I also did this, it was like a military situation when I went anywhere, I would feel anxious and repeat mantras of ‘It’s o.k it is just adrenalin’ ‘Accept it Paul’ , next the oddness would descend and I would be trying to scramble back to what I had learnt about this ‘Erm o.k this is just my tired mind, me focusing on myself for so long, it will pass’ Then it would be hang on I have accepted it and it is not passing, ‘erm what else can I say? I must cope with this’, I would then try another saying, then it would be ‘Have I done anything wrong, this is not getting any easier or better?’
Can you see what I was doing? I was back on me all day long and trying to find ways to cope, no wonder I felt odd and anxious. I realised in time I just had to go it alone, I could not rely on sayings or safety behaviours to get me through the day, I had to fully trust in my mind and body, the greatest healers in the world, they did not need me to keep interfering, I just needed my ‘whatever’ attitude and nothing else.

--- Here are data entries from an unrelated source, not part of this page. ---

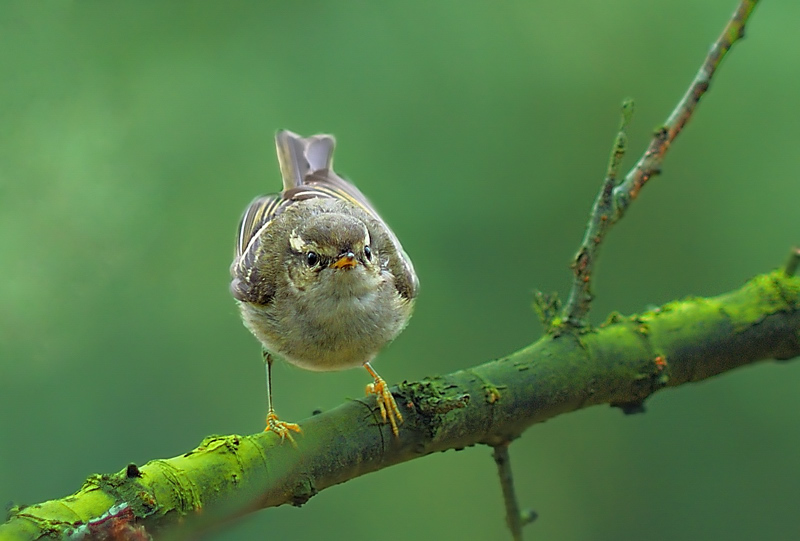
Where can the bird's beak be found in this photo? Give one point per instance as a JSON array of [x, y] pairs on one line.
[[346, 261]]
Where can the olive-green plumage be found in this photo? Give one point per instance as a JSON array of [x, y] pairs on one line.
[[319, 277]]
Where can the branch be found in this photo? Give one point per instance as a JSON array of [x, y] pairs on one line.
[[612, 201], [621, 363]]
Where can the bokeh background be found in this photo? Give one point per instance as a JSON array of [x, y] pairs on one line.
[[133, 135]]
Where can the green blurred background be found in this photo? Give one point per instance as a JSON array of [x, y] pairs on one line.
[[133, 135]]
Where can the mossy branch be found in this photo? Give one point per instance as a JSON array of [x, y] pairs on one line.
[[621, 363]]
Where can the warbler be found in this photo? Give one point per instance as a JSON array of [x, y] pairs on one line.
[[320, 279]]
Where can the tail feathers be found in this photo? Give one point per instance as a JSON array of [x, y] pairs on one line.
[[300, 157]]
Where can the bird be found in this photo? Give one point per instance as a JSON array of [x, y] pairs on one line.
[[319, 278]]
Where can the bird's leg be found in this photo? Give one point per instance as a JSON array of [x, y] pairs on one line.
[[386, 403], [281, 428]]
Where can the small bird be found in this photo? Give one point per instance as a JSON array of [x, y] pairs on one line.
[[320, 279]]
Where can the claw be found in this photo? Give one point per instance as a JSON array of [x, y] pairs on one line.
[[281, 428], [386, 404]]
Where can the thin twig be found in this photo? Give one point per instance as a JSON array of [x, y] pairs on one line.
[[513, 516], [648, 165], [581, 295]]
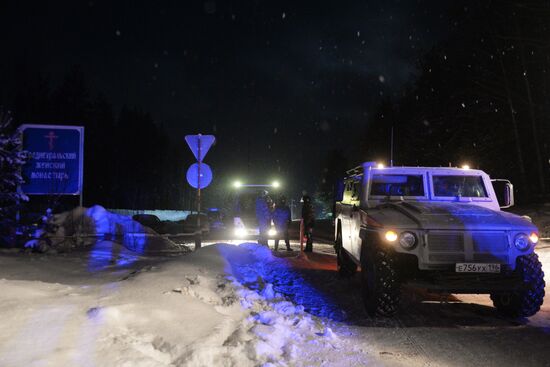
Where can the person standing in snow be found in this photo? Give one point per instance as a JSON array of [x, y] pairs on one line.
[[308, 217], [263, 215], [281, 219]]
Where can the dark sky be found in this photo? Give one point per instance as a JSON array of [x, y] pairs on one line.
[[279, 83]]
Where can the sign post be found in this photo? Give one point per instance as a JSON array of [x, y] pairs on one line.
[[56, 160], [199, 174]]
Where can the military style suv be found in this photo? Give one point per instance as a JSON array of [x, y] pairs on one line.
[[437, 228]]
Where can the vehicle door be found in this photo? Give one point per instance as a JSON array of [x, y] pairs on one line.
[[345, 217]]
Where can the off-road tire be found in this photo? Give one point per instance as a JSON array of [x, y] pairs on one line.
[[380, 286], [345, 265], [527, 302]]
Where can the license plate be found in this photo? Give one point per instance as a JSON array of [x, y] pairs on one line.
[[477, 268]]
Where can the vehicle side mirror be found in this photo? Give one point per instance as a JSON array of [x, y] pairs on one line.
[[339, 190], [505, 193]]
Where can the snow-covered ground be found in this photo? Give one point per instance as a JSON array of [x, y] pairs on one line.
[[238, 305]]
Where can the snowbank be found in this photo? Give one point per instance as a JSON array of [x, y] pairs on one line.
[[163, 215], [192, 311], [85, 226]]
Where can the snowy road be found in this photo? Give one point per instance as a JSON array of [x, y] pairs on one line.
[[240, 305]]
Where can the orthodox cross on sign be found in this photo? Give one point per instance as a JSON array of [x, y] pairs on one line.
[[51, 136]]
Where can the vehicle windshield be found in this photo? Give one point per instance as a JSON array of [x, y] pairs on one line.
[[397, 185], [465, 186]]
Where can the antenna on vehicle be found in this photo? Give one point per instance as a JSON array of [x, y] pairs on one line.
[[391, 147]]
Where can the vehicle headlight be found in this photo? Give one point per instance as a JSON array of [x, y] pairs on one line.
[[391, 236], [407, 240], [522, 242], [240, 232]]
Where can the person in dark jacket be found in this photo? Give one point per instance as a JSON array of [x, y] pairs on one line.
[[263, 215], [308, 216], [281, 219]]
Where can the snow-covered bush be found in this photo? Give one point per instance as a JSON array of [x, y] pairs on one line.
[[11, 160]]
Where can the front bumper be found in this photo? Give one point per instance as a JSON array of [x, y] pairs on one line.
[[482, 283]]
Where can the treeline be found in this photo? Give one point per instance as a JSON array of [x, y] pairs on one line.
[[482, 97], [129, 162]]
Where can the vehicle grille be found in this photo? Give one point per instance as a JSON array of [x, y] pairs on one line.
[[453, 247], [446, 242]]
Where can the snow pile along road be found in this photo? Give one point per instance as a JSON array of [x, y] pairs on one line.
[[210, 308], [83, 227]]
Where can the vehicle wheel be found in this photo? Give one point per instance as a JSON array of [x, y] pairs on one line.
[[380, 286], [526, 302], [346, 266]]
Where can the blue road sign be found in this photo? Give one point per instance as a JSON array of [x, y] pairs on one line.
[[193, 175], [200, 144], [56, 159]]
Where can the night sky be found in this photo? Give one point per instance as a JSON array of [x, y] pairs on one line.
[[280, 83]]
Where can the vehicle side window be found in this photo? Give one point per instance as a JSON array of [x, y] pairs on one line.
[[355, 189], [352, 192], [397, 185]]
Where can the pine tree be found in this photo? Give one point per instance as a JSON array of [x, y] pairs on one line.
[[11, 160]]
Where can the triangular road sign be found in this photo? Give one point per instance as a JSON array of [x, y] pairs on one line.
[[202, 141]]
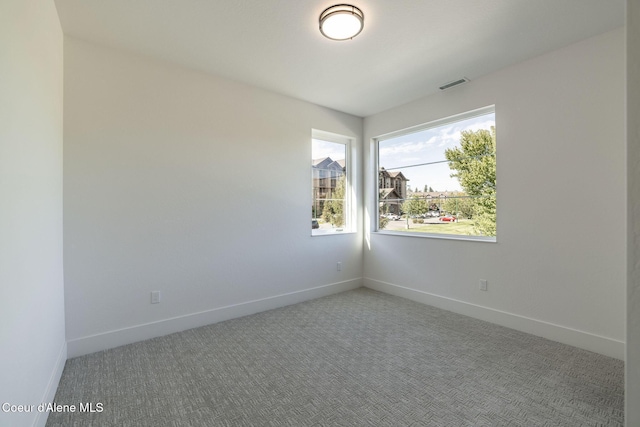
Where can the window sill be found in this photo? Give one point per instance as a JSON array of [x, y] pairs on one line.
[[439, 236], [333, 232]]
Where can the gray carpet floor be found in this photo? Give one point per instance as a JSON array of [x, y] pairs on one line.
[[359, 358]]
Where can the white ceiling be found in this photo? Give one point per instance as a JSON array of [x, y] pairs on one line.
[[408, 48]]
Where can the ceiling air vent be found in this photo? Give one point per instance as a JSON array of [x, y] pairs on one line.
[[454, 83]]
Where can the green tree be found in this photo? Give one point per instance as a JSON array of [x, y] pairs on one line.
[[474, 163], [460, 204], [416, 205], [333, 211], [383, 210]]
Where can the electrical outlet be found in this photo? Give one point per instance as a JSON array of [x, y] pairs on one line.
[[155, 297]]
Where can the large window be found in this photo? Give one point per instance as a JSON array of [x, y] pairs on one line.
[[440, 178], [331, 207]]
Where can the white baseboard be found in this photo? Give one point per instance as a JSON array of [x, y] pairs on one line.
[[116, 338], [574, 337], [52, 386]]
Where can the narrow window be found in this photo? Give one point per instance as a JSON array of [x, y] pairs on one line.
[[330, 209], [445, 178]]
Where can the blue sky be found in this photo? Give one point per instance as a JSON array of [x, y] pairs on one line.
[[428, 146], [321, 149]]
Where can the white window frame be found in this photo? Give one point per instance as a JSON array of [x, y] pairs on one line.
[[349, 211], [413, 129]]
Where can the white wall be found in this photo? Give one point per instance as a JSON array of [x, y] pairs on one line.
[[632, 392], [558, 267], [193, 185], [32, 341]]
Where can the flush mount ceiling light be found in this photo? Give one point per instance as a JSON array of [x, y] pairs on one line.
[[341, 22]]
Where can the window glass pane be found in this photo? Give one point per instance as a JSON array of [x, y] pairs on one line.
[[440, 179], [329, 186]]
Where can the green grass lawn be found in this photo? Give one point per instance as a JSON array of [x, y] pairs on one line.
[[462, 227]]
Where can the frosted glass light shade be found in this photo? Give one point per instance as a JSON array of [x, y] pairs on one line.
[[341, 22]]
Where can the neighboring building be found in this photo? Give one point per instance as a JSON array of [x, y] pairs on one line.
[[326, 173], [393, 190]]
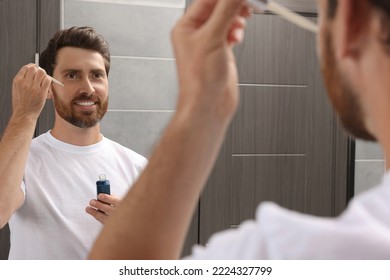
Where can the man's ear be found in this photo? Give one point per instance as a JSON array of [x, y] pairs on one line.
[[352, 24], [50, 93]]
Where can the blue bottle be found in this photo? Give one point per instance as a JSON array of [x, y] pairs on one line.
[[103, 185]]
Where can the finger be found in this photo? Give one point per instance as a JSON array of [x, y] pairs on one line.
[[104, 207], [31, 72], [223, 16], [246, 11], [109, 199], [236, 32], [198, 12], [22, 72]]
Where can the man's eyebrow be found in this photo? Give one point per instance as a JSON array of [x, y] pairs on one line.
[[78, 70], [71, 70]]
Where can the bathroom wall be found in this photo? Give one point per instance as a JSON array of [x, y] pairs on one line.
[[369, 165], [143, 85]]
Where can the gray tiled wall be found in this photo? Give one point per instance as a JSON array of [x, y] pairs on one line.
[[143, 84], [369, 166]]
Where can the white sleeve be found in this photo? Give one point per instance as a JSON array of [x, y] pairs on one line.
[[244, 242]]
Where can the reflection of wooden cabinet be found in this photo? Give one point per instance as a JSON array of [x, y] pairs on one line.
[[284, 144], [25, 28]]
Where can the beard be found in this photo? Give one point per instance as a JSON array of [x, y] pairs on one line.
[[83, 119], [342, 96]]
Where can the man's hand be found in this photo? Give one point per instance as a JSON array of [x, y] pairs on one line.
[[29, 91], [103, 207]]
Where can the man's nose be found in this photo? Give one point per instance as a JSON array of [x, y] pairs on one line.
[[87, 87]]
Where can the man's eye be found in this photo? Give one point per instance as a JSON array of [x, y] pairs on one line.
[[72, 75], [97, 75]]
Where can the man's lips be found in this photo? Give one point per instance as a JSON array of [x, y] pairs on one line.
[[85, 103]]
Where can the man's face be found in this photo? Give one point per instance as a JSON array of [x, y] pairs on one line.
[[344, 98], [83, 101]]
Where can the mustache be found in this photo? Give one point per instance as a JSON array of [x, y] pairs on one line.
[[84, 97]]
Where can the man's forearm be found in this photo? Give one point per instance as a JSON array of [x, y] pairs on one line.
[[14, 148], [165, 195]]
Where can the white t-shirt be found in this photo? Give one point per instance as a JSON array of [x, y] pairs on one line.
[[59, 181], [361, 232]]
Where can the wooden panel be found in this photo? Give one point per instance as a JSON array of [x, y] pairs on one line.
[[272, 52], [303, 6], [254, 179], [17, 45], [18, 35], [276, 115], [297, 121]]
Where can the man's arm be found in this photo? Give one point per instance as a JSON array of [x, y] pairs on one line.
[[151, 222], [29, 91]]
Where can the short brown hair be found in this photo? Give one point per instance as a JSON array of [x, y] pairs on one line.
[[383, 6], [80, 37]]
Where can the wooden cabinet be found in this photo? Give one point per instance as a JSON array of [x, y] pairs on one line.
[[284, 144]]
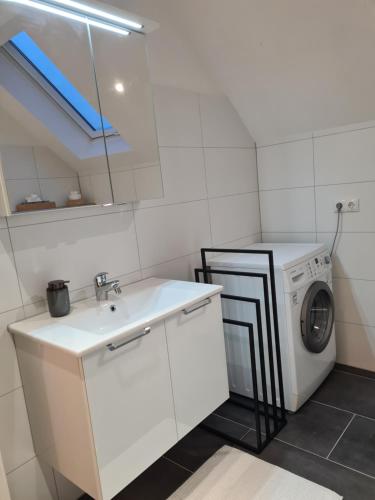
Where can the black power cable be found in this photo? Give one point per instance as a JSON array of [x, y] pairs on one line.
[[339, 207]]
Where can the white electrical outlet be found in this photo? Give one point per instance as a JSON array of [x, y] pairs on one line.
[[350, 205]]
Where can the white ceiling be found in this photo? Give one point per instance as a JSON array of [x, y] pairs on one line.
[[288, 66]]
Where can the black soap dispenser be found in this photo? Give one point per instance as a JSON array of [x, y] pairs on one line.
[[58, 298]]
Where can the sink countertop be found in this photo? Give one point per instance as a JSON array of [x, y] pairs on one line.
[[91, 324]]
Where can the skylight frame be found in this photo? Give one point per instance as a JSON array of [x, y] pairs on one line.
[[38, 78]]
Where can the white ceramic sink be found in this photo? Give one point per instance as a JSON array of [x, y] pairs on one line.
[[92, 324]]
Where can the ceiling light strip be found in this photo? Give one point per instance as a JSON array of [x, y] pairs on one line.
[[101, 14], [72, 15]]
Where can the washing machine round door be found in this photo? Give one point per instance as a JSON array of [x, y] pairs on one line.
[[317, 317]]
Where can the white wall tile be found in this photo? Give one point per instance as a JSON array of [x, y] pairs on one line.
[[15, 437], [354, 254], [230, 171], [328, 196], [177, 117], [355, 301], [9, 373], [18, 162], [183, 176], [148, 183], [286, 165], [221, 125], [49, 165], [10, 297], [123, 184], [356, 345], [348, 157], [32, 481], [289, 237], [288, 210], [74, 250], [234, 217], [165, 233], [177, 269]]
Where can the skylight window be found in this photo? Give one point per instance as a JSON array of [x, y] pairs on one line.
[[26, 46]]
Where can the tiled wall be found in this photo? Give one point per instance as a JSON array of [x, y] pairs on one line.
[[211, 198], [300, 182]]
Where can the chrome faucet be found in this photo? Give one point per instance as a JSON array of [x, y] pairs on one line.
[[103, 287]]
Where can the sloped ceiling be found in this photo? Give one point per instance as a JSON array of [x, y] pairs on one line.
[[288, 66]]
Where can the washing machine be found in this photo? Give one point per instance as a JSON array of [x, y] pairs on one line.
[[305, 306]]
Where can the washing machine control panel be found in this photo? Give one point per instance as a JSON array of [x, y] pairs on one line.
[[309, 271]]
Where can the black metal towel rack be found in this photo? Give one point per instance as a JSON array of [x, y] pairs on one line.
[[261, 409]]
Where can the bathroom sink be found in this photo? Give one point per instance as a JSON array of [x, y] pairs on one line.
[[92, 324]]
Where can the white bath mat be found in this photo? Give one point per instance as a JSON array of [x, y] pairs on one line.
[[231, 474]]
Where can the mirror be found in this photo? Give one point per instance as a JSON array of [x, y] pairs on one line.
[[76, 126], [51, 138], [125, 96]]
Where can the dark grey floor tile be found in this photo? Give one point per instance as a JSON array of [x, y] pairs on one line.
[[195, 448], [351, 485], [236, 413], [356, 448], [158, 482], [315, 428], [222, 424], [355, 371], [241, 414], [348, 392]]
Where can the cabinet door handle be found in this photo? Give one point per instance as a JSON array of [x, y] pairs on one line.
[[113, 347], [194, 307]]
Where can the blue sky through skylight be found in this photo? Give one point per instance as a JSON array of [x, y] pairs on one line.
[[30, 50]]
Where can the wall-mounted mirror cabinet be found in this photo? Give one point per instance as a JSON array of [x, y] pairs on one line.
[[76, 114]]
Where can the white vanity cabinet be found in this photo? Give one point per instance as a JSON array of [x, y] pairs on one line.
[[131, 407], [105, 404], [198, 362]]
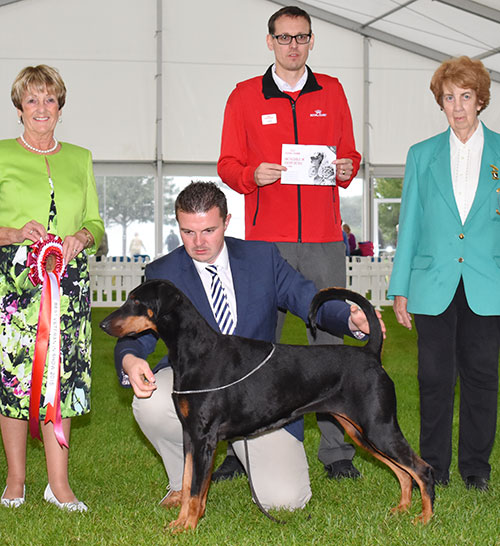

After the realisation that if I just let go of all these sayings and safety behaviours I could cope fine, it was a massive step forward for me, don’t get me wrong, some days were still hellish and I could feel hyper aware, but I would just go straight through it, live that day with the oddness and strangeness with little concern and not run away from it or try and make it better, but to just go straight through.
This was the final stage in me losing my awareness of me and it was that true feeling of believing I now had the tools to move forward without a crutch or the need to remind myself of what to do, trust me you never lose what you have learnt, it is all stored up there fine. It is like learning to drive, you don’t have to remind yourself anymore of moving the gears, pressing the clutch, you don’t have to take a new lesson each week, you have learnt enough and it became automatic in time. And this is how it eventually comes with getting through your day. So don’t be afraid to put down your tools and safety behaviours, drop your sayings and just go it alone, trust me you will be fine.